IF "%config%"=="NOCD" GOTO QUIT
IF "%config%"=="HELP" GOTO HELP
LH %ramd%:\MSCDEX.EXE /D:mscd001 /L:%CDROM%
echo.
GOTO QUIT

:HELP
cls
call help.bat
echo Your computer will now restart and the startup menu will appear.
echo.
echo.
echo.
echo.
echo.
echo.
echo.
echo.
echo.
echo.
restart.com
GOTO QUIT

:QUIT
echo To get help, type HELP and press ENTER.
echo.
rem clean up environment variables
set CDROM=
set LglDr


----------



## plejon (Jul 26, 2001)

OK, this autoexec file contains some logic. Looks to me that after a sucesful startup, the :QUIT section will be executed. Try adding your welcome text in the quit section

:QUIT
rem clean up environment variables
set CDROM=
set LglDr
CLS (optional, this clears the screen of previous messages)
echo Welcome Professor Falken
echo Shall we play a game?
echo. (optional, echo. inserts an empty line)


----------



## JimZ (Jun 27, 2003)

Hey plejon,
Sorry for the really delayed response i tried putting the echo after the :QUIT but still i get nothing. Any more suggestions?


----------



## plejon (Jul 26, 2001)

Jim,

As I explained before, your autoexec.bat file contains logic. This means that certain parts of the autoexec.bat will/will not be executed based on a prior condition. You autoexec contains four different sections: :ERROR, :EXT, :HELP and :QUIT

To verify the logic of the autoexec, you must try to follow the path the autoexec follows through these sections. The method differs a bit between pure dos or a windows 95/98 machine(see below)

Try this, let me know which sections are executed in which order, and post your modified autoexec.bat again.

Good luck

Peter

***************************************
*Step by Step instructions for pure DOS*

I don't think there's an automatic option to go step by step through the autoexec.

First, remove the @echo off line in the beginning of the autoexec. This instruction "hides" what the autoexec is doing. While this avoids clutter to your screen, it is not helpfull while debugging.

Second: you will see messages on the screen.

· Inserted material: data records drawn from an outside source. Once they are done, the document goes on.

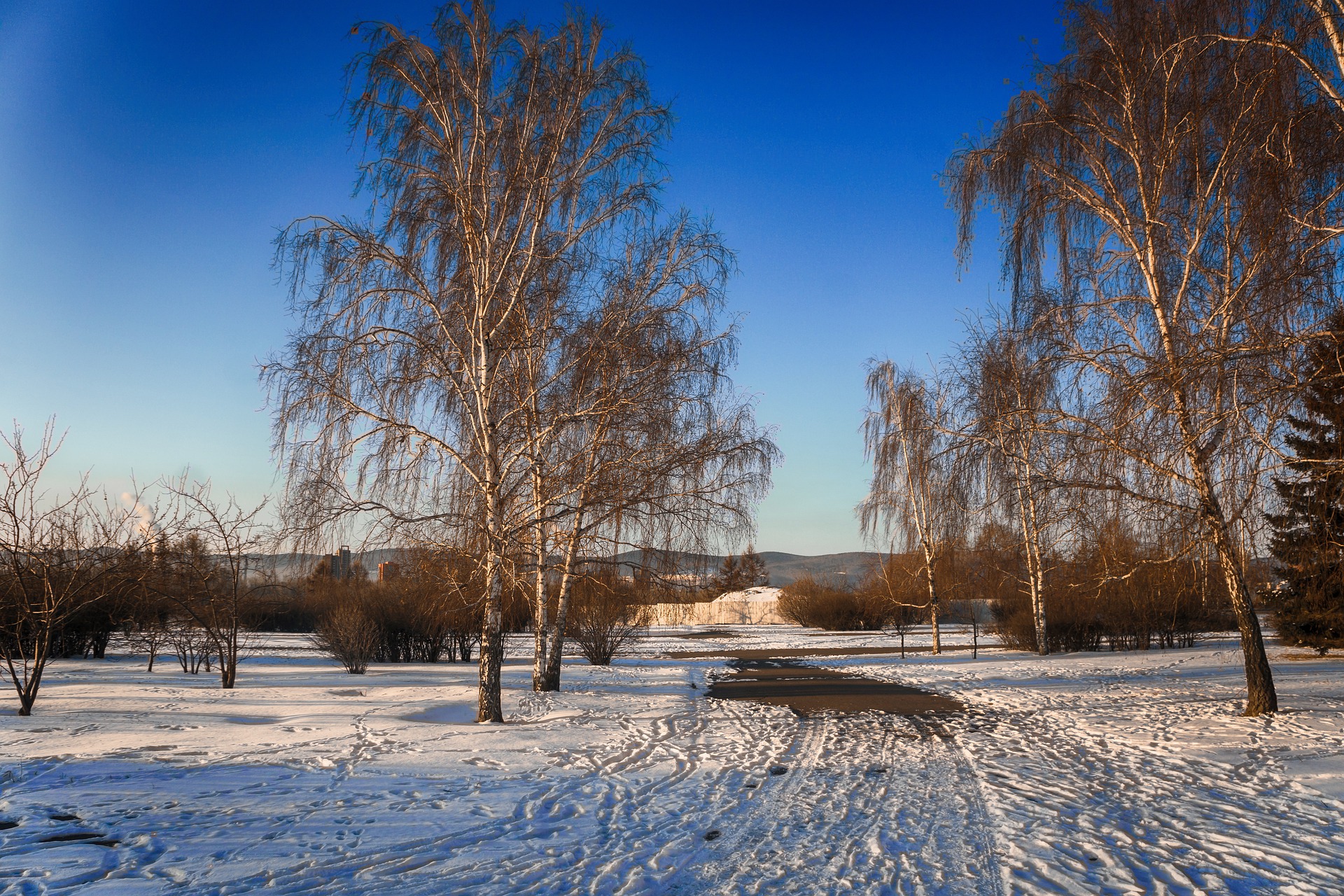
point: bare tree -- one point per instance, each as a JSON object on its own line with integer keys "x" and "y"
{"x": 1156, "y": 160}
{"x": 918, "y": 488}
{"x": 1011, "y": 419}
{"x": 650, "y": 442}
{"x": 608, "y": 617}
{"x": 210, "y": 567}
{"x": 500, "y": 156}
{"x": 59, "y": 554}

Try to find out which sections of the autoexec are executed and look for any problems. If the message go too fast, insert a couple of lines with the instruction PAUSE. This will stop the execution of the autoexec until you press a key

****************************************
*Step by Step instructions for pure Windows 95/98*

Reboot the computer 
As the computer is booting press the F8 key when you hear a beep or when you see Starting Windows 95 or Starting Windows 98. Windows 98 users sometimes may find it easier to press and hold the left CTRL key as the computer is booting. 
If done properly you should get to a screen similar to the below screen.

Microsoft Windows 95 Startup Menu
============================= 
1. Normal
2. Logged (\BOOTLOG.TXT)
3. Safe mode
4. Step-by-step confirmation
5. Command prompt only
6. Safe mode command prompt only

Enter a choice: 4

To start Windows 95 using the Step-by-Step Confirmation option, restart Windows, and then press the F8 key when you see the message "Starting Windows 95. . . ." Then, choose Step-by-Step Confirmation from the Startup menu.

To start Windows 98 using the Step-by-Step Confirmation option, press the F8 key as soon as Windows starts to load, choose Safe Mode from the list of startup options, and then choose Step-by-Step Confirmation from the Startup menu.

Windows will display each step of the startup process on-screen and prompt you to confirm each item. Type Y after the prompt (or press Enter) to load the item.

Process your startup command file (Autoexec.bat)?
Type "Y" and press Return. The Autoexec.bat file contains a number of commands that set the environment for DOS and 16-bit Windows applications.


----------